The medical community has made improvements in understanding the 
importance of making its messages culturally relevant.8-10 However, it 
has not done nearly as well in determining whether what we expect 
patients to comply with makes any medical sense at all.11-13 Under 
certain conditions, compliance would indeed be hazardous to our 
patients' health. 

I suspect the answers to my questions can be found somewhere in between. 
Patients do need to take responsibility for their health to the best of 
their ability.14,15 However, it is equally important that profit not be 
the starting point for the provision of health care. Insofar as health 
is not understood to be a right of every human being and a shared social 
responsibility, our collective future is grim. 

So can we, as individual health professionals, improve this situation? 

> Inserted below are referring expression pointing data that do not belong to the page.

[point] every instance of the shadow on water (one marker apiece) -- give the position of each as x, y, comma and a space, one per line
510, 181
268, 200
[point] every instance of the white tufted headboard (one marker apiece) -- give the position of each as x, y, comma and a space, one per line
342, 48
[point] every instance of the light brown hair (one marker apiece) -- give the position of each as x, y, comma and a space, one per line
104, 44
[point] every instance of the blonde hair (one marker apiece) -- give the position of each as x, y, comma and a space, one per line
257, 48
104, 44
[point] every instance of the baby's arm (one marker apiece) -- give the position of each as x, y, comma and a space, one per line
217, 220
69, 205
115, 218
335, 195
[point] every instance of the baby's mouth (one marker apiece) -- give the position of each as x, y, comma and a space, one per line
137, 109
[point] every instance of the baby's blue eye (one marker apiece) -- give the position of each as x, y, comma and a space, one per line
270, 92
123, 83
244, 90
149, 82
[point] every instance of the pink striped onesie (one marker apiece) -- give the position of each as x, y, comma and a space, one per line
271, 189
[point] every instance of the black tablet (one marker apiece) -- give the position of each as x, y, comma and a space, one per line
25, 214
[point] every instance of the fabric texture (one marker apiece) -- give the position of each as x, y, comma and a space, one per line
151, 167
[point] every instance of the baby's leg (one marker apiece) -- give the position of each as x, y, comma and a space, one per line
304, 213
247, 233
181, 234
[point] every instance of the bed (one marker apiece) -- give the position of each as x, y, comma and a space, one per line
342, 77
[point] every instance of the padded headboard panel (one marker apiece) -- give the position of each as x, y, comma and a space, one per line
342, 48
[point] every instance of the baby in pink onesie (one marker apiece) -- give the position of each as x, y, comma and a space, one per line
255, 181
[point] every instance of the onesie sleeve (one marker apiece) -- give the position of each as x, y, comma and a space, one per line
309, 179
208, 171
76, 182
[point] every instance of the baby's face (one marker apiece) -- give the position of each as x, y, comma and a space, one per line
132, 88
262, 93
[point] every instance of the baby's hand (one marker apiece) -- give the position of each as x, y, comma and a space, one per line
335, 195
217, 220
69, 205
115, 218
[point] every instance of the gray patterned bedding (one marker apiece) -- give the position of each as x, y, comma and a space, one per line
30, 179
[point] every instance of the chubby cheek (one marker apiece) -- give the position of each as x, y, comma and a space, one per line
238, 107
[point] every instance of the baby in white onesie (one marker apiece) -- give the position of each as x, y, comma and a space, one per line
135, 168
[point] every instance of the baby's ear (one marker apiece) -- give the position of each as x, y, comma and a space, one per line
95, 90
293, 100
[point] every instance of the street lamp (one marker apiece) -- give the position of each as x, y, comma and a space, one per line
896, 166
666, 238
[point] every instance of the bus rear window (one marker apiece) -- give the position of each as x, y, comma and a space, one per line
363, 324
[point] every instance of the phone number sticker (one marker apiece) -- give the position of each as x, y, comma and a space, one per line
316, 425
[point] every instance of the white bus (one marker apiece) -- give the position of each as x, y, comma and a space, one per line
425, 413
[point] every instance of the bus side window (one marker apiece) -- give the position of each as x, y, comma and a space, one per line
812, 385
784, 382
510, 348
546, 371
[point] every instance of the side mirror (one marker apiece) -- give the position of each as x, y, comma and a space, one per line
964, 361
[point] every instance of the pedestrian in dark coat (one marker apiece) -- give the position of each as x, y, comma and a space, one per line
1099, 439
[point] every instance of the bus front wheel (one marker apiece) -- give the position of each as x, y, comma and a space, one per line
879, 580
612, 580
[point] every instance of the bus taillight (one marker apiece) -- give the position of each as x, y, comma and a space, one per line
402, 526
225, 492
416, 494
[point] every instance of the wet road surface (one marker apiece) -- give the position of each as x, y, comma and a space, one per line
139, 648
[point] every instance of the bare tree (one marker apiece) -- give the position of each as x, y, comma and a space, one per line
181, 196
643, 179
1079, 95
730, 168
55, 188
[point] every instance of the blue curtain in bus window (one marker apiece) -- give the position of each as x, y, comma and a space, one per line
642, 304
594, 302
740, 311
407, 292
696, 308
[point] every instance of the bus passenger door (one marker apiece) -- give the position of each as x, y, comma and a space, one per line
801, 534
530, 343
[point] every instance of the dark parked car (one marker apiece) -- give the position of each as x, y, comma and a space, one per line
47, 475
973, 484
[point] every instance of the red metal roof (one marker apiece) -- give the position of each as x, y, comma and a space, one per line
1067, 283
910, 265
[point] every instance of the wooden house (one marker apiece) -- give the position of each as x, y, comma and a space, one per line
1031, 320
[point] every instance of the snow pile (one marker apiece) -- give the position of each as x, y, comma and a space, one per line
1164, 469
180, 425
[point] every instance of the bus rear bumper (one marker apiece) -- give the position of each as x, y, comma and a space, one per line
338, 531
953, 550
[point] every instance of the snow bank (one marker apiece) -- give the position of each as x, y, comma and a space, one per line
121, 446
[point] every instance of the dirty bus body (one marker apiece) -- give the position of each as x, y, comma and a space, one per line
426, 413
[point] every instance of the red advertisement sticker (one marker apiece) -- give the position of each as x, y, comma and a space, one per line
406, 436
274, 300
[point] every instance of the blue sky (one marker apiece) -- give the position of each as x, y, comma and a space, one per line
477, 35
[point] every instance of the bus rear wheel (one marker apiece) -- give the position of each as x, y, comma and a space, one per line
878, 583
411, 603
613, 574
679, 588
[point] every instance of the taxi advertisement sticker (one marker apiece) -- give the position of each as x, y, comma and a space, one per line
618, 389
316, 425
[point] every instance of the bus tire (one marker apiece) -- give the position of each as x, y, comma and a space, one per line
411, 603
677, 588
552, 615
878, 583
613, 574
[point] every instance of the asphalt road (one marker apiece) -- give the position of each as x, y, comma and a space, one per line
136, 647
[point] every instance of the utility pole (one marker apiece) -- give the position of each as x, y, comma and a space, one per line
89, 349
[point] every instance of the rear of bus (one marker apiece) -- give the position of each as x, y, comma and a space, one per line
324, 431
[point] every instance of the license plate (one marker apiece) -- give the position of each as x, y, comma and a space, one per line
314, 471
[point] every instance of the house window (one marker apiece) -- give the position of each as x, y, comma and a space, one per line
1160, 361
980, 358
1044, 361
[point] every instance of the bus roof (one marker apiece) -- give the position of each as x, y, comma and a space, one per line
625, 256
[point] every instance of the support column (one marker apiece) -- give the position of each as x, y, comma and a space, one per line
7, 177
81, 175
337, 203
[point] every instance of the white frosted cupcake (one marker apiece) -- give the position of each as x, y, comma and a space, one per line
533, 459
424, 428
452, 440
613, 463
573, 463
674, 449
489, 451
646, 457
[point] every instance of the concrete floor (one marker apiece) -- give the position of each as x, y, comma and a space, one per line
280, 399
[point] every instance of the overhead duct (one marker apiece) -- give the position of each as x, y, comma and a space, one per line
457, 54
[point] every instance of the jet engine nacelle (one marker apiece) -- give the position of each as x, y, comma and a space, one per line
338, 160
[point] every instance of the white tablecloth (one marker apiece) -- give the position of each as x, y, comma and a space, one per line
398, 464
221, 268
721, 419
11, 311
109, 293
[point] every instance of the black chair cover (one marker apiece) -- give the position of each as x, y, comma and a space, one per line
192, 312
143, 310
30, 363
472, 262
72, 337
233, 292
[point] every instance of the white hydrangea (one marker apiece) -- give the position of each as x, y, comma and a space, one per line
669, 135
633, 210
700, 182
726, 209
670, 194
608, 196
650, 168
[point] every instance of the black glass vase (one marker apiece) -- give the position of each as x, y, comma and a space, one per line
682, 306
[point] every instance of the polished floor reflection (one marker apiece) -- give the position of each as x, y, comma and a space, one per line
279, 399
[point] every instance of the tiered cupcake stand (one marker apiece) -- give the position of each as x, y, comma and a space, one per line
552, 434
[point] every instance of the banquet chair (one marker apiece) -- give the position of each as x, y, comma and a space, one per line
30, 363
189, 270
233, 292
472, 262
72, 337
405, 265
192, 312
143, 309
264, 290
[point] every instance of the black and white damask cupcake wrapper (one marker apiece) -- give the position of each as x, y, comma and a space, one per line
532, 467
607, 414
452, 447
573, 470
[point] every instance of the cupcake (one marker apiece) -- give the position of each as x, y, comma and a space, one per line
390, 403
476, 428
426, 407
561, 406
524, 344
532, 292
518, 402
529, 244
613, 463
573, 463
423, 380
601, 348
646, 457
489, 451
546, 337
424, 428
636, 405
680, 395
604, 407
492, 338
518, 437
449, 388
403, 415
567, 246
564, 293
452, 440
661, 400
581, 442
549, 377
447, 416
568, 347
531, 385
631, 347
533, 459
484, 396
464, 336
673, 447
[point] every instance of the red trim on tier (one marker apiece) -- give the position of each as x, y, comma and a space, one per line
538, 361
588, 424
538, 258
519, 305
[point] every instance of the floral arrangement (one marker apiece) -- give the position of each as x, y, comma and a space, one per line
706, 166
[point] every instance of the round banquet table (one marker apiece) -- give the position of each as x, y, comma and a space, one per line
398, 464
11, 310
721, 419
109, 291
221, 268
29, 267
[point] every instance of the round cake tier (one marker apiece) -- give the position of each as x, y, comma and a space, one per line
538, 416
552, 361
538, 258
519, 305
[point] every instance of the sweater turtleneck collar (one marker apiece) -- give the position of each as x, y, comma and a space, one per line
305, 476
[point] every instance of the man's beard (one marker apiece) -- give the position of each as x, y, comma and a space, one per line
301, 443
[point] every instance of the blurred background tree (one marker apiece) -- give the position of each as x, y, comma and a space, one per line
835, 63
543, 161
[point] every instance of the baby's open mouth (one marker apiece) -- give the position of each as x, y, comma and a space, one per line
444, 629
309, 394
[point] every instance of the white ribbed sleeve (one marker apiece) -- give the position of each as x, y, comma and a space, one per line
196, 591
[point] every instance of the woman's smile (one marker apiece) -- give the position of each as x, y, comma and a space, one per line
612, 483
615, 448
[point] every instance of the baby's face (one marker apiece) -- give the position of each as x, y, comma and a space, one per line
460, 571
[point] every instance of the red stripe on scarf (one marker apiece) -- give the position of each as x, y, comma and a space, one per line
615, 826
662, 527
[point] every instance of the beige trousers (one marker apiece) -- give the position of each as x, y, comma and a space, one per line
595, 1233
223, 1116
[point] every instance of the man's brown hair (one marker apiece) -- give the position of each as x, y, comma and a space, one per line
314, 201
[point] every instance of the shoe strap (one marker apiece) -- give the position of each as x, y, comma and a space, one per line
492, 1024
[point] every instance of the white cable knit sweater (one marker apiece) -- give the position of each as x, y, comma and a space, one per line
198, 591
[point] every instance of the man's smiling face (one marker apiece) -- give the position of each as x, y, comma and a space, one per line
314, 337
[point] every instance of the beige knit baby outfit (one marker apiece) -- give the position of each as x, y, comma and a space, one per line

In principle, we are responsible for our day-to-day contact with 
patients, especially primary care physicians who take care of more than 
75% of all patients with diabetes.16 Living with diabetes is not easy.17
 Neither is being a primary care physician facing dozens of challenges 
other than diabetes.18 However, having diabetes is not a choice, whereas 
becoming a doctor is. I don't know any easy solutions to these pressing 
questions, but together with Mary Poppins I believe that "with our 
tuppence of paper and strings, we will have our own set of wings." At 
the very least, we can make our profession more spiritually rewarding. 
And, who knows, maybe we'll also make a difference.